Researchers at Cedars-Sinai have developed young immune cells from human stem cells that reversed signs of aging and Alzheimer's disease in mice. The treatment improved memory and brain structure in the animals. The findings, published in Advanced Science, suggest potential for personalized therapies against cognitive decline.
Scientists at Cedars-Sinai Medical Center have achieved a breakthrough by creating 'young' immune cells from human induced pluripotent stem cells, which reversed cognitive decline and Alzheimer's symptoms in laboratory mice. The study, published in the journal Advanced Science in 2025 (DOI: 10.1002/advs.202417848), focused on mononuclear phagocytes—immune cells that clear harmful substances but lose function with age.
Clive Svendsen, PhD, executive director of the Board of Governors Regenerative Medicine Institute and senior author, explained the innovation: "Previous studies have shown that transfusions of blood or plasma from young mice improved cognitive decline in older mice, but that is difficult to translate into a therapy. Our approach was to use young immune cells that we can manufacture in the lab—and we found that they have beneficial effects in both aging mice and mouse models of Alzheimer's disease."
When infused into aging mice and those modeling Alzheimer's, the cells led to notable improvements. Treated mice performed better on memory tests and showed increased numbers of mossy cells in the hippocampus, a key area for learning and memory. Alexandra Moser, PhD, lead author and project scientist in the Svendsen Lab, noted: "The numbers of mossy cells decline with aging and Alzheimer's disease. We did not see that decline in mice receiving young mononuclear phagocytes, and we believe this may be responsible for some of the memory improvements that we observed."

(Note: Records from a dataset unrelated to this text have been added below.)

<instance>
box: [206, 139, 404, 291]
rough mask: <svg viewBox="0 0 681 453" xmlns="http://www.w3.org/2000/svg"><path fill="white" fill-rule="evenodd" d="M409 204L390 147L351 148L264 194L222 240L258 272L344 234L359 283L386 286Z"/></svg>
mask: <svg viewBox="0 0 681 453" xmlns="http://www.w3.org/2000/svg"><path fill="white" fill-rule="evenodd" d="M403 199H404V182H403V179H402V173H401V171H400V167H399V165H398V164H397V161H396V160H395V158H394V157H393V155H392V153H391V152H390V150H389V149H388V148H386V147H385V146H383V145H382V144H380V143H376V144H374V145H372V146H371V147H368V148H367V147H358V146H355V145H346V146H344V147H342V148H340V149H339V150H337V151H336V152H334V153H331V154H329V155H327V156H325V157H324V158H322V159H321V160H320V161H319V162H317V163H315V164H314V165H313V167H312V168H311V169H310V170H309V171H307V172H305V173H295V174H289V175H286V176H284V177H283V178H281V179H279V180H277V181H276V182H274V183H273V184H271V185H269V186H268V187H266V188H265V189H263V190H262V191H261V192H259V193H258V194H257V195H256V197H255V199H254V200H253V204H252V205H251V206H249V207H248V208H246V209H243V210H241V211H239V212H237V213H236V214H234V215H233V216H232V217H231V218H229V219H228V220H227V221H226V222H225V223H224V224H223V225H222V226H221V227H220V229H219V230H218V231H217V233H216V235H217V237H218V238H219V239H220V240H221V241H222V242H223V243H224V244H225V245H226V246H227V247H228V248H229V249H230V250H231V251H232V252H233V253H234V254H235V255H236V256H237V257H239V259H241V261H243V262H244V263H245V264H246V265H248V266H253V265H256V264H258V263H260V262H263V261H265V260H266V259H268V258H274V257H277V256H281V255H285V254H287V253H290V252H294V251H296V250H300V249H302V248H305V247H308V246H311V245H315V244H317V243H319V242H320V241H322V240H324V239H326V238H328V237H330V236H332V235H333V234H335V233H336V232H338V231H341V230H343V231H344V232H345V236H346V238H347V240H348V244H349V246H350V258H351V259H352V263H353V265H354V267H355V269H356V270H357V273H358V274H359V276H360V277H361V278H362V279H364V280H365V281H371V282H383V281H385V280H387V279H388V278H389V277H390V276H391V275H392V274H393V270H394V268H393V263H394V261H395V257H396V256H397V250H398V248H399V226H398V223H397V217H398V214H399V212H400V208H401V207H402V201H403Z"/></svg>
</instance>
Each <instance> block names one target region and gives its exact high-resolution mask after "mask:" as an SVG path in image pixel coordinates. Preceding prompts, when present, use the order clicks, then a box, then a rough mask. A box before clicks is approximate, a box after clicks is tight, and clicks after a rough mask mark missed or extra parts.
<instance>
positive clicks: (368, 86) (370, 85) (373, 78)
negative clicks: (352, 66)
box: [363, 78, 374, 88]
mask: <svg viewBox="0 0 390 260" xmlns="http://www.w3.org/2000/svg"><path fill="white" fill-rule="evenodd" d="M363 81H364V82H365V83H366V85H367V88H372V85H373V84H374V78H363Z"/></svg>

Additionally, the brains of treated mice had healthier microglia, with preserved long, thin branches essential for detecting and clearing damaged tissue. The cells did not enter the brain directly, suggesting indirect benefits, possibly via anti-aging proteins, extracellular vesicles, or removal of pro-aging factors from the blood.
Jeffrey A. Golden, MD, executive vice dean for Education and Research, highlighted the potential: "Because these young immune cells are created from stem cells, they could be used as personalized therapy with unlimited availability. These findings show that short-term treatment improved cognition and brain health, making them a promising candidate to address age- and Alzheimer's disease-related cognitive decline."
The research was supported by the Universal Sunlight Foundation, the Cedars-Sinai Center for Translational Geroscience, and the Cedars-Sinai Board of Governors Regenerative Medicine Institute. Additional authors include Luz Jovita Dimas-Harms, Rachel M. Lipman, and others.